Free of charge and open to the public.

ASU Book Group: ‘Pachacuti: World Overturned’ by Lori Eshleman

Lori Eshleman Wednesday, February 24th from 12pm-1pm, ASU instructor Lori Eshleman (College of Letters and Sciences) will be giving a book discussion on her novel Pachacuti: World Overturned (Bagwyn Books). This discussion is open to all in the ASU community and will be held in the Piper Writers House on ASU’s Tempe campus. 

Lori Eshleman, who has taught at ASU since 1994, has always been drawn to those spaces in time where cultural and religious traditions have encountered each other, from the European Middle Ages to colonial Latin America to the American West. Her new book of historical fiction explores the overlap of complex issues of race, gender, politics and religion through characters whose lives become entwined during an uprising in the Andean kingdom of Quito in the 1700s.

For more information on the event, click here.

Franz Wright Reading

It’s finally here! Tomorrow, Superstition Review and the Virginia G. Piper Center for Creative Writing are hosting a reading with Pulitzer Prize-winning poet Franz Wright!

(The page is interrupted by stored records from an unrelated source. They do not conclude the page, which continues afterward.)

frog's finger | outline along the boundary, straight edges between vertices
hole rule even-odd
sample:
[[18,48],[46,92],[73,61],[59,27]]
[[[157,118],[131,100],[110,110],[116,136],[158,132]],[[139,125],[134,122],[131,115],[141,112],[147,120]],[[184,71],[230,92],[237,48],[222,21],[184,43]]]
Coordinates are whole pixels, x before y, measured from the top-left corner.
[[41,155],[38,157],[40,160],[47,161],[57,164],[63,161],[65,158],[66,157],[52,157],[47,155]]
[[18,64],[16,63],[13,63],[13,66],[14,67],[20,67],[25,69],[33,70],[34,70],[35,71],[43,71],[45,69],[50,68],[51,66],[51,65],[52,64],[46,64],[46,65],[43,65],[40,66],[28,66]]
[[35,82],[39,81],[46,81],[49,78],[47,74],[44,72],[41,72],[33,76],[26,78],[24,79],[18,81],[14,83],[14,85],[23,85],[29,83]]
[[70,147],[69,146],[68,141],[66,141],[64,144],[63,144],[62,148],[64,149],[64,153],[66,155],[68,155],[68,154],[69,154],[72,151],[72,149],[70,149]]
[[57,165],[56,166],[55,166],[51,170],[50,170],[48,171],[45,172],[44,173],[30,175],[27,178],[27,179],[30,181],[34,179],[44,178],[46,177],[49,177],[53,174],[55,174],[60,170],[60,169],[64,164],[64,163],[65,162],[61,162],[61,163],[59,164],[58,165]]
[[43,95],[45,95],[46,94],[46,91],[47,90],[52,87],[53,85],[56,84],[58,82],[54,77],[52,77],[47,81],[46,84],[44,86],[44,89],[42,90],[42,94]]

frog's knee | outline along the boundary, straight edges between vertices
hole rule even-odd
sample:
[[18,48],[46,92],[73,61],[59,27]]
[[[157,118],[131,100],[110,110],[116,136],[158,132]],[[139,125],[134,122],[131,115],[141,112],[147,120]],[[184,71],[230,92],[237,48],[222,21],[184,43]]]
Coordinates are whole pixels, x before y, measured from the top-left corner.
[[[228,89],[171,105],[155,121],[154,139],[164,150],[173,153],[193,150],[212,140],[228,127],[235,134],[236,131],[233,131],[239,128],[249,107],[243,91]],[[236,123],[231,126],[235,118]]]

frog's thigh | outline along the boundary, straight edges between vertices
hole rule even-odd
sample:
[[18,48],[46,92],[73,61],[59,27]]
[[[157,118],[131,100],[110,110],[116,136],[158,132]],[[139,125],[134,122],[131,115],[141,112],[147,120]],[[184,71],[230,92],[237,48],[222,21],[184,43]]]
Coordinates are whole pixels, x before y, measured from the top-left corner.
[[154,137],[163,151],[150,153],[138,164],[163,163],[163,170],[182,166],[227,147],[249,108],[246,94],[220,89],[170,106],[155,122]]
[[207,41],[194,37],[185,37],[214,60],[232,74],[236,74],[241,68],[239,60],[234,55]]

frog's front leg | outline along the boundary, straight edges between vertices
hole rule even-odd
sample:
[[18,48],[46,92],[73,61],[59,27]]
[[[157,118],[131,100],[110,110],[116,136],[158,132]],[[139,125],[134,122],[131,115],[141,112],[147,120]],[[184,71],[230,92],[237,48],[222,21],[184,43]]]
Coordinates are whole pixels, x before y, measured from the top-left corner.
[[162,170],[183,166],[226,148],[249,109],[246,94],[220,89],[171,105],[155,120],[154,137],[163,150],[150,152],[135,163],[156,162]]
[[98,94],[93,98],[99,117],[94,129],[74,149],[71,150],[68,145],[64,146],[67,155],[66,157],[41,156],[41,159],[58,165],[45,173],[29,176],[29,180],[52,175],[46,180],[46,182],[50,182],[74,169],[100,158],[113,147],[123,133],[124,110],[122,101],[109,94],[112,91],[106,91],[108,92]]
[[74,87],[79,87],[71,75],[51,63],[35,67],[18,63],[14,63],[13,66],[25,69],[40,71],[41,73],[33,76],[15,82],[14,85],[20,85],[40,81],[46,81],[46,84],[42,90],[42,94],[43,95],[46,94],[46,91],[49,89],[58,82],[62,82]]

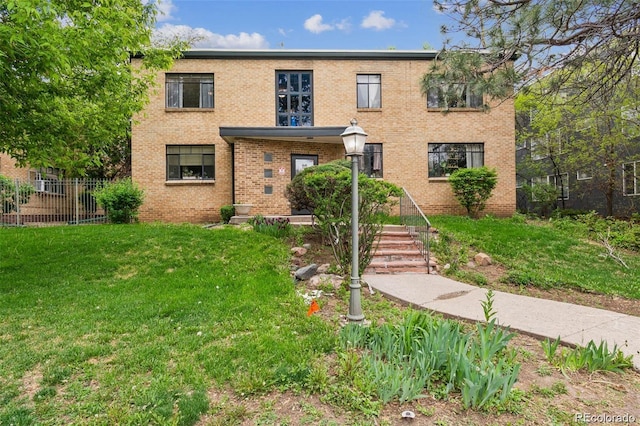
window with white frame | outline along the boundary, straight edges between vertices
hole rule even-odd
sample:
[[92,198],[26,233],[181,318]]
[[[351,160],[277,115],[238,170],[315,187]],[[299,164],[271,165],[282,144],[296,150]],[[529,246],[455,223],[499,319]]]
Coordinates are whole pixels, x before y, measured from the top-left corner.
[[442,83],[427,90],[427,108],[482,108],[483,96],[469,84]]
[[[536,176],[531,178],[531,186],[551,185],[556,188],[558,200],[569,199],[569,173],[561,173],[559,175]],[[533,201],[539,201],[533,192]]]
[[356,76],[358,108],[380,108],[382,78],[380,74],[358,74]]
[[382,177],[382,144],[364,144],[364,155],[360,157],[360,172],[372,178]]
[[167,180],[215,179],[215,146],[167,145]]
[[584,170],[578,170],[576,172],[576,179],[577,180],[589,180],[593,178],[593,175],[590,172],[584,171]]
[[547,176],[549,185],[553,185],[558,190],[558,200],[569,199],[569,173]]
[[529,152],[532,160],[542,160],[548,157],[546,143],[541,139],[531,139],[529,141]]
[[640,161],[622,164],[622,193],[625,196],[640,195]]
[[429,177],[447,177],[461,168],[484,166],[483,143],[430,143]]
[[213,74],[167,74],[167,108],[213,108]]
[[29,171],[29,179],[35,191],[39,193],[64,195],[65,188],[61,176],[61,170],[54,167]]

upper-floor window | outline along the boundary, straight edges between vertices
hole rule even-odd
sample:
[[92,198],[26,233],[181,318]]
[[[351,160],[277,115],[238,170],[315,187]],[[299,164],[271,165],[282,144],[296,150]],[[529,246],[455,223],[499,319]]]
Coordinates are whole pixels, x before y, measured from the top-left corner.
[[622,193],[640,195],[640,161],[622,164]]
[[591,174],[591,172],[584,171],[584,170],[578,170],[576,172],[576,180],[589,180],[591,178],[593,178],[593,175]]
[[382,177],[382,144],[364,144],[364,155],[360,157],[360,172],[369,177]]
[[482,166],[483,143],[429,144],[429,177],[447,177],[461,168]]
[[312,77],[311,71],[276,72],[278,126],[313,126]]
[[558,191],[558,200],[569,199],[569,173],[560,173],[558,175],[547,176],[549,185],[556,187]]
[[213,74],[167,74],[167,108],[213,108]]
[[215,146],[167,145],[167,180],[215,179]]
[[482,92],[464,83],[442,83],[427,91],[428,108],[482,108]]
[[358,108],[380,108],[382,87],[380,74],[358,74]]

Franz Wright, born in Austria and educated at Oberlin College, received the Pulitzer Prize in 2004 for his book of poetry Walking to Martha’s Vineyard. Critics have praised Wright for his poetry, exclaiming that “Wright oscillates between direct and evasive dictions, between the barroom floor and the arts club podium, from aphoristic aside to icily poetic abstraction.” The Boston Review has said of Wright’s poetry; “among the most honest, haunting, and human being written today.” Other works by Wright include Wheeling Motel, God’s Silence, The Beforelife, Going North in Winter, and many others.

The reading and book signing will be held on Tuesday, April 20th at the Pima Auditorium (Room 230) in the Memorial Union at 7:30 p.m.

The following day, April 21, a public craft Q&A will be held at 11:00 a.m. at the Piper Writers House on the ASU Tempe campus.